D'après le collectif Eau88 et l'association Vosges Nature Environnement (VNE), la CJIP porte sur deux enquêtes préliminaires visant la multinationale, l'une concernant de potentiels forages illégaux dans la nappe phréatique, l'autre sur des traitements interdits que Nestlé a reconnu avoir mis en place pour ses eaux minérales.
Une CJIP permet d'imposer le versement d'une amende et/ou la conduite d'un programme de mise en conformité, ainsi que la réparation d'un préjudice. Mais elle n'a "ni la nature ni les effets d'un jugement de condamnation", et "n'emporte pas déclaration de culpabilité", précise le Code de procédure pénale.
Sollicité sur le contenu de cette convention, le parquet d’Épinal n'a pas répondu. La CJIP doit être homologuée par le tribunal lors d'une audience mardi.
Les associations VNE, Foodwatch et Eau88, auteures de plaintes contre Nestlé, ont été invitées à chiffrer leur préjudice mais dénoncent la solution retenue.

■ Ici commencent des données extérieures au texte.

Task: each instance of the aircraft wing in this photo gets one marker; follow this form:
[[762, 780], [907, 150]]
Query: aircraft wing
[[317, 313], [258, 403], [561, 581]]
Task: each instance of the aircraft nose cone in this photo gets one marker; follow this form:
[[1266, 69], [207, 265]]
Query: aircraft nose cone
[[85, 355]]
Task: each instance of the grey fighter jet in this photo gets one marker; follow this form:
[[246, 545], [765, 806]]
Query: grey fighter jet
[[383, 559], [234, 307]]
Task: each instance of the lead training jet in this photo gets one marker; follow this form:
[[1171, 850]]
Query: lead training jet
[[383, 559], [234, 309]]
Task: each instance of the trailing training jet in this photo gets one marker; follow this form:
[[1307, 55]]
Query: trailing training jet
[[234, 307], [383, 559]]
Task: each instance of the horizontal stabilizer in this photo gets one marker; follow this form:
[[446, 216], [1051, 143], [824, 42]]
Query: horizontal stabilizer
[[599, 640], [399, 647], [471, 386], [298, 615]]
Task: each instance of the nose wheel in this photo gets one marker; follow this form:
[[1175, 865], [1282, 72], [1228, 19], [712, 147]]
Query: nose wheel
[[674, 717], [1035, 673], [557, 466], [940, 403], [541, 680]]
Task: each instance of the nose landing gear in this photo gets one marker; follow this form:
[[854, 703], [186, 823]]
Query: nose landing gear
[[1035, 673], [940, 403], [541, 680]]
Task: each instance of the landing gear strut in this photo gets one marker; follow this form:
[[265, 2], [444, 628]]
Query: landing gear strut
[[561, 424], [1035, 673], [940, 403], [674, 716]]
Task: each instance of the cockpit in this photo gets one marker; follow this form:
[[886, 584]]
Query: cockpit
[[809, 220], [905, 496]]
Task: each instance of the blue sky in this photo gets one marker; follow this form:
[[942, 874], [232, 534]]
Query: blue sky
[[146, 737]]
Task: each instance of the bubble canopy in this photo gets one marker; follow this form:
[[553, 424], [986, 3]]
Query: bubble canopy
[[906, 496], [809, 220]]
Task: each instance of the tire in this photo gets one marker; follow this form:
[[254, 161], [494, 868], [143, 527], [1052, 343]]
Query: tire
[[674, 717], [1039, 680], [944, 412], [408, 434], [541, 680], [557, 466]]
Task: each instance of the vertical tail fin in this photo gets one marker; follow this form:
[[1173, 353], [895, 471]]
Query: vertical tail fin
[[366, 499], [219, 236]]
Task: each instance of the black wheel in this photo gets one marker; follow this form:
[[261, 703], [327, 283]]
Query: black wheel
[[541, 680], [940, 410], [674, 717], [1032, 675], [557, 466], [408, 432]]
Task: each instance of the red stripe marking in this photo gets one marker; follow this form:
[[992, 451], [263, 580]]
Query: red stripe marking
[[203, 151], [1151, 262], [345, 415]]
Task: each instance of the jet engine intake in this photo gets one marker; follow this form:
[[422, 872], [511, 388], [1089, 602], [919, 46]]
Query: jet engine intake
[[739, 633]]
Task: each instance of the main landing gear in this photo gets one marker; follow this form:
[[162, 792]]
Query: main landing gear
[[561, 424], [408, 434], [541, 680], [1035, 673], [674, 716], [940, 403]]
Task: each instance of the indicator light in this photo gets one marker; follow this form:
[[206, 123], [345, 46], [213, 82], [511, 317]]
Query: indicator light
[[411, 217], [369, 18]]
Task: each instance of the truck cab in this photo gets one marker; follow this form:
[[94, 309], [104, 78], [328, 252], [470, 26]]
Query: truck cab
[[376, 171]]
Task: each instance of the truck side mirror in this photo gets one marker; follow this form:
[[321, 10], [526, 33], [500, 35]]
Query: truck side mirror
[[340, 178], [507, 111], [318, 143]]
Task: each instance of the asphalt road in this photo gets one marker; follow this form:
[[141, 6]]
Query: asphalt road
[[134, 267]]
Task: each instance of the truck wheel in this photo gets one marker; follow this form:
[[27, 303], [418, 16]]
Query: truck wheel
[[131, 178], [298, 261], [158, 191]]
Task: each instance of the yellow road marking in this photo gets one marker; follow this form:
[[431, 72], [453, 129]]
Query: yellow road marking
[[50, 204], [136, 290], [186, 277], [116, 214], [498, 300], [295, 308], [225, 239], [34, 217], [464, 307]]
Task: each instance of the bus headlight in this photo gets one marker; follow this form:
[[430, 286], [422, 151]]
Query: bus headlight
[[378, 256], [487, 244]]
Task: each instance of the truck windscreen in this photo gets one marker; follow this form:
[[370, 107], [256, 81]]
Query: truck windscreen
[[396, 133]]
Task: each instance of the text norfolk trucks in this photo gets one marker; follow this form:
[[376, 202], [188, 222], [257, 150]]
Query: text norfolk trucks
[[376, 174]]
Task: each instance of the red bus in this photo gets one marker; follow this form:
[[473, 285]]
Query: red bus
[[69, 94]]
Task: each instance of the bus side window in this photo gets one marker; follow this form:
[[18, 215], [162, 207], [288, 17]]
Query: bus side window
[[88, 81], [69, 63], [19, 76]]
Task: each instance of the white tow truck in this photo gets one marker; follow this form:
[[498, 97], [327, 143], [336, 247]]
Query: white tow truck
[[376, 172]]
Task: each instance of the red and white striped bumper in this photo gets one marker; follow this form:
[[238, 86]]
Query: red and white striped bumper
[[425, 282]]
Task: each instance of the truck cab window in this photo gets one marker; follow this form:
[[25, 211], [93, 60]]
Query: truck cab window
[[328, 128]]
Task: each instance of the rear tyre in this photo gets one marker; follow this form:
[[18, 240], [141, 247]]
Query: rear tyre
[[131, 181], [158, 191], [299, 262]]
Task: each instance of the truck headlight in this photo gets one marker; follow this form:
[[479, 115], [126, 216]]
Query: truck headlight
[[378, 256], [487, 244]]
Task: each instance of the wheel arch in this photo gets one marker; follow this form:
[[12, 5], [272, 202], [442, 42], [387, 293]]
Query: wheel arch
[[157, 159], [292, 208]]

Cette convention "équivaudrait à mettre l'affaire sous le tapis et permettre aux responsables de Nestlé Waters de s'en sortir sans autre explication ni conséquence que le versement d'une somme d'argent", indique Foodwatch, appelant au rejet de l'homologation.
D'après l'avocat de l'association, François Lafforgue, les infractions "réprimées par le Code de la santé publique et par le Code de la consommation, dont la tromperie, ne peuvent faire l'objet d'une CJIP, qui ne peut porter que sur des infractions prévues et réprimées par le Code de l'environnement".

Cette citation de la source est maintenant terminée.